Renaud Deraison, the co-founder and chief technology officer of cyber exposure company Tenable, told The Hill that Apple’s current “stringent” review process for apps on the App Store has minimized the amount of malware that iOS users can download.

"While Apple's review process can seem restrictive and arbitrary in some cases — it is one of the most stringent in the industry — it also actually helps keep users secure,” Deraison said.

“If Apple were mandated to allow third-party app stores to exist, the likelihood of malware-ridden apps would be high, as we've seen on platforms with multiple stores. That level of autonomy is definitely not in the customers' best interest."

Apple did not respond to request for comment for this story, but the company put out a statement following the Supreme Court’s ruling defending its App Store practices and denying that it ran a monopoly.

"We’re proud to have created the safest, most secure and trusted platform for customers and a great business opportunity for all developers around the world,” the company said.

The high-profile fight over its App Store has pit Apple against developers and consumers over the company's 30 percent commission on apps sold. But the unintended cyber consequences have received little attention.

JT Keating, the vice president of product strategy at mobile security company Zimperium, compared the Supreme Court’s ruling to a “Rubik’s cube,” with consumer choice on one side and security of the apps on the other.

Keating noted that Apple has prevented many malware infections on its devices by vetting both the developers of an app and the app itself, while Google only investigates the security of the apps.

“On Android, there has always been an open ecosystem, it’s been very easy to get to third-party app stores,” Keating said. “The vast majority of the malware comes from these uncontrolled app stores ... if Apple is forced to open up the ability for people to go any place they want, it will most likely mirror the results we have on the Android side.”

Keating estimated that based on research done by Zimperium, around 4 percent of Android devices are currently infected with malware.

Jeff Greene, the vice president of cybersecurity global affairs at cyber group Symantec, agreed with the lack of app security on Android devices, and the potential for higher rates of malware infections on iOS devices if Apple loses the case.

“The Google Play Store is fairly well curated, but even there you see more, whether it’s a truly malicious app, you see more of that than in the Apple store,” Greene told The Hill. “Having a well curated App Store has been effective at maintaining a fairly high security level.”

In a report published in 2017, Symantec found that Android devices surpassed iOS devices in terms of mobile vulnerabilities reported. However, the report also noted that the amount of malware attacks on mobile devices overall had increased.

Should Apple be forced to allow their users to download apps from third parties, cyber experts said there are options to ensure the security of users’ devices.

But that would also mean Apple taking new precautions.

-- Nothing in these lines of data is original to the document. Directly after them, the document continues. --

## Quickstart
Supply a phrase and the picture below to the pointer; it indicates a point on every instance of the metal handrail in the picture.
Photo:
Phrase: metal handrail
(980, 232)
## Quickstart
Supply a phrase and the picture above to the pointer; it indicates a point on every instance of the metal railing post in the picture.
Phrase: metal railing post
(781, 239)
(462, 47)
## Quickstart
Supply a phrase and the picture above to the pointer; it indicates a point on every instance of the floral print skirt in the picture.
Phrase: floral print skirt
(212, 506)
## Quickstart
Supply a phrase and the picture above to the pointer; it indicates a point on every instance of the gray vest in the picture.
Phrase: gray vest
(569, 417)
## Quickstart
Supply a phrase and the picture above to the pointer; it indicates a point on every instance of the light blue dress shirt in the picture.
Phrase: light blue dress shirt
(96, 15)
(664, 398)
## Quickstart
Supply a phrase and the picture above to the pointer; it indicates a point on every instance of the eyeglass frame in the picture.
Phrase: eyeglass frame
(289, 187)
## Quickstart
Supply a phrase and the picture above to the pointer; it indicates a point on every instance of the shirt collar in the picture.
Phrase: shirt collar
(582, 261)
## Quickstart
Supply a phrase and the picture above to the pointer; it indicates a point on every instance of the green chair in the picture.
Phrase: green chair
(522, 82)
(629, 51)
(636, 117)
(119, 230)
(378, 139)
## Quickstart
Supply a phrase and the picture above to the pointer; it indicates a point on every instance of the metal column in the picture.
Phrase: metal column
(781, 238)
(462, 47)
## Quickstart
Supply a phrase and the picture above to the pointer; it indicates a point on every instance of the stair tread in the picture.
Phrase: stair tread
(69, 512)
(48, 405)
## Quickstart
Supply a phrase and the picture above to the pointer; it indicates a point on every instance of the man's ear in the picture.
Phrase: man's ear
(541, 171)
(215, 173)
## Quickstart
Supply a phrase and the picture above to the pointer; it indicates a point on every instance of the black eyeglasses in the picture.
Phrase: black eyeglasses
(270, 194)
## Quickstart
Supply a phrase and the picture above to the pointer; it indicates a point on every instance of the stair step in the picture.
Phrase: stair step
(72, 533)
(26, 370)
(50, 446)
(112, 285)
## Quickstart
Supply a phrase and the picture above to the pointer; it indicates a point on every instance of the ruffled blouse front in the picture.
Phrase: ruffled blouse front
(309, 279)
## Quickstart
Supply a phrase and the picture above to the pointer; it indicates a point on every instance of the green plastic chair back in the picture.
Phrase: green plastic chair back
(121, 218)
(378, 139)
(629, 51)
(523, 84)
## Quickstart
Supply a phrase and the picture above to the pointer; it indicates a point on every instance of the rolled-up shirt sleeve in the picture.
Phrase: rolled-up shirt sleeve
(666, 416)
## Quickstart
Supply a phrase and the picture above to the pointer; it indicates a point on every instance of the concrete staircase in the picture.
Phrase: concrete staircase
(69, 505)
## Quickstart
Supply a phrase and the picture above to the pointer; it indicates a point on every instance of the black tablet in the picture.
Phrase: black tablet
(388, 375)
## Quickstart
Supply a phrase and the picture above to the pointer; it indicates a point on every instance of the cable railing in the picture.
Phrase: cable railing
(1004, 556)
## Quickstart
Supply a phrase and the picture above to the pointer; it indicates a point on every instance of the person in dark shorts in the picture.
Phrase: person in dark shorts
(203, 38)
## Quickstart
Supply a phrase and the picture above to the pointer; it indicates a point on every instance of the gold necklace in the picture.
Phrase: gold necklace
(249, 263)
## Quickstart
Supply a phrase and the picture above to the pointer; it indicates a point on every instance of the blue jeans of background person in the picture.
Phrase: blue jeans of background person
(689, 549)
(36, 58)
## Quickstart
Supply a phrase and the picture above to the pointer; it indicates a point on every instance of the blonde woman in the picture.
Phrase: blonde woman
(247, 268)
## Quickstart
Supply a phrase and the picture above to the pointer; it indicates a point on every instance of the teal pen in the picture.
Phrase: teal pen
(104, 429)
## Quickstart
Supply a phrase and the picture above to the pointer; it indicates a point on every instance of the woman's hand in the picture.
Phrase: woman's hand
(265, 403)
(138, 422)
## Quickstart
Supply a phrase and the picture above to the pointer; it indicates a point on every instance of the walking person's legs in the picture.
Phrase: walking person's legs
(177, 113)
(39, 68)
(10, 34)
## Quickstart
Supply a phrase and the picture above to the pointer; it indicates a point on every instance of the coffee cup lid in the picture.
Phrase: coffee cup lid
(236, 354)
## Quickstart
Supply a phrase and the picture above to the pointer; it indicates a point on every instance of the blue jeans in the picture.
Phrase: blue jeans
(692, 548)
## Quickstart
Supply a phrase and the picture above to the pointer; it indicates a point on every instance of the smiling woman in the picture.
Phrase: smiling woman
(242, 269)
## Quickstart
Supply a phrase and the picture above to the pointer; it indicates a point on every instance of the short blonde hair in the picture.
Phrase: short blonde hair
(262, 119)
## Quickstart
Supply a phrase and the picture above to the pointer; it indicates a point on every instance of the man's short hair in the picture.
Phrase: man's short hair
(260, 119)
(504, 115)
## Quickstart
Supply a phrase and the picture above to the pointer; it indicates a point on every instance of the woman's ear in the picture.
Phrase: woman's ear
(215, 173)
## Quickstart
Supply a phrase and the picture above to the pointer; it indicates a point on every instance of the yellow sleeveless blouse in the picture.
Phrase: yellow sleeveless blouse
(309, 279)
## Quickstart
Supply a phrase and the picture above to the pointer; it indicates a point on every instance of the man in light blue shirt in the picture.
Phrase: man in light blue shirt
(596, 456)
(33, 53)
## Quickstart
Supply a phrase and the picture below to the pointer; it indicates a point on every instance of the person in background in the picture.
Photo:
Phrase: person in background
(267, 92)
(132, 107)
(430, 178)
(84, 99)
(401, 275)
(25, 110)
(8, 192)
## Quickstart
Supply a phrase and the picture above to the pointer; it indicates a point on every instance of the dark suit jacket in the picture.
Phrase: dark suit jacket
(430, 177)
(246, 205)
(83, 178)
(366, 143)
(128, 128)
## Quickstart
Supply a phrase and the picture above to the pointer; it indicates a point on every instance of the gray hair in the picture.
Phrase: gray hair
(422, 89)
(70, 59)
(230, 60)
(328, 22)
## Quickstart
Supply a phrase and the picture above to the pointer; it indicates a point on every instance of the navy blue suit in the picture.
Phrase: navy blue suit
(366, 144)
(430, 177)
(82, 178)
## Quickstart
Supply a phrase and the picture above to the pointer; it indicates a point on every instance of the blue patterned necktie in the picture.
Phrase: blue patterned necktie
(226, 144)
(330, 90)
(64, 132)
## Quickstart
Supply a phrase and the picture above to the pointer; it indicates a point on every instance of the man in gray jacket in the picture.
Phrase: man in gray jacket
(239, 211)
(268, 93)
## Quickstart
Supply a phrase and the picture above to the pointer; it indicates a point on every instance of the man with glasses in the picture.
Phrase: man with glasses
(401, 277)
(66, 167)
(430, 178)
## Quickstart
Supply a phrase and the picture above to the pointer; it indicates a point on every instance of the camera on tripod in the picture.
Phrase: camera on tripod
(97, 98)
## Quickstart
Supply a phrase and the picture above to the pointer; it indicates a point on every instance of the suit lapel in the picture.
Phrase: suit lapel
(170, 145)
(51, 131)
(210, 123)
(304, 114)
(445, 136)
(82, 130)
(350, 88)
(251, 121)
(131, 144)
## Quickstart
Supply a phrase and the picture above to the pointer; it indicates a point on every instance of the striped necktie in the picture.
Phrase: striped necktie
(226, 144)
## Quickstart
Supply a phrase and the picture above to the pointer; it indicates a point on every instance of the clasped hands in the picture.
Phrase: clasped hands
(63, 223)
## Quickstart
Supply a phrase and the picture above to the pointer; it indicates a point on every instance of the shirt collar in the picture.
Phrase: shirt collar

“The biggest thing they are going to have to do is make sure that there are no vulnerabilities,” Greene said. “They need to make sure their operating system is as secure as possible, and there are security tools available for iOS devices.”

Google currently uses its “Play Protect” service to secure more than 2 billion users daily. The program, which is a built-in malware protection service for Android devices, is described by Google as “always improving in real time” through machine learning algorithms.

Keating praised this system and said Apple should look at coming up with something similar.

“They are going to have to come up with some more systematic approaches to evaluate their entire ecosystem, similar to what Google is doing,” Keating said.

“They have a proactive service of vetting apps," Keating added.

"Apple will have to cast a wider net in terms of their ability to do that.”